DJP Ramal Penerimaan Pajak Semester II Melandai, Ini Faktornya
Direktorat Jenderal Pajak (DJP) memperkirakan, penerimaan pajak pada paruh kedua tahun ini tidak akan tumbuh sekuat pada semester pertama tahun ini. Ada sejumlah faktor yang mempengaruhi, mulai dari risiko dampak perlambatan ekonomi global, basis penerimaan pajak tahun lalu, hingga tidak ada laginya Program Pengungkapan Sukarela (PPS) alias Tax Amensty Jilid II.
"Kami ekspektasikan mungkin semester II, agak sedikit berkurang kekuatan pertumbuhan pajak. Semester I kan memang basis penerimaannya tahun lalu juga lebih rendah," kata Direktur Jenderal Pajak Suryo Utomo dalam diskusi dengan wartawan, Selasa (2/8)
Suryo menyebut, penerimaan pajak semester kedua masih akan konsisten tumbuh. Meski demikian, ia mewaspadai meningkatnya risiko perlambatan ekonomi dunia yang dapat memberi dampak kepada ekonomi domestik.
"Pengaruhnya ke ekonomi akan berdampak pada penerimaan perpajakan. Sebagaimana diketahui bahwa penerimaan perpajakan itu memang hasil dari kegiatan ekonomi. Kalau ekonomi, bagus maka penerimaan pajak bagus," kata Suryo.
Selain itu, menurut dia, pertumbuhan penerimaan pajak semester II ini kemungkinan tidak akan terlalu tinggi karena penerimaan pajak periode yang sama tahun lalu sudah tinggi. Harga komoditas mulai merangkak naik memasuki paruh kedua tahun lalu sehingga pengaruhnya terhadap peningkatan penerimaan pajak sudah terlihat menuju penghujung tahun 2021.
Faktor lainnya, ada beberapa item penerimaan yang tidak akan terulang di semester II, di antaranya ada;ah program Pengungkapan Pajak Sukarela (PPS). Pemerintah meraup penerimaan mencapai Rp 61 triliun dari program Tax Amensty Jilid II tersebut.

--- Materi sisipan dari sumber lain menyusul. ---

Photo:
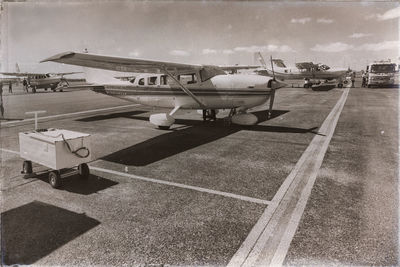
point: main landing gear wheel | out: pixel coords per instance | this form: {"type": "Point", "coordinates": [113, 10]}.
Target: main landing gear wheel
{"type": "Point", "coordinates": [83, 171]}
{"type": "Point", "coordinates": [55, 179]}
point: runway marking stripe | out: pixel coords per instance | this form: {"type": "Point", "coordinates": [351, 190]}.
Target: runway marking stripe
{"type": "Point", "coordinates": [69, 114]}
{"type": "Point", "coordinates": [284, 245]}
{"type": "Point", "coordinates": [9, 151]}
{"type": "Point", "coordinates": [200, 189]}
{"type": "Point", "coordinates": [252, 246]}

Total penerimaan pajak sepanjang semester I tahun ini sudah mencapai Rp 868,3 triliun. Realisasi tersebut naik 55,7% dibandingkan tahun lalu. Pertumbuhan semester I tahun ini jauh lebih tinggi dibandingkan pertumbuhan semester I 2021 yang hanya 5%.
Ia menjelaskan, ada empat penyebab kuatnya pertumbuhan penerimaan pajak paruh pertama tahun ini. Pertama, harga Komoditas yang tinggi telah menyumbang terhadap penerimaan pajak.
Kedua, pertumbuhan ekonomi yang kuat memberi kontribusi ke penerimaan pajak khususnya terlihat melalui penerimaan Pajak Pertambahan Nilai (PPN) dalam negeri dan PPN impor. Perekonomian tumbuh 5,01% pada kuartal I dan perkiraan Kemenkeu serta Bank indonesia perutmbuhanya masih di atas 5% pada kuartal II lalu.
ketiga, basis penerimaan pajak pada semester I 2021 relatif rendah. Pasalnya, pada tahun lalu pemerintah masih banyak menggelontorkan insentif pajak yang hampir tersebar di seluruh sektor usaha, tujuannya mendukung pemulihan ekonomi.
Keempat, dampak dari implementasi beleid baru perpajakan UU Harmonisasi Peraturan perpajakan (UU HPP). Hal ini terlihat dari penerimaan pajak dari program Tax Amnesty Jilid II serta penyesuaian tarif PPN mulai April.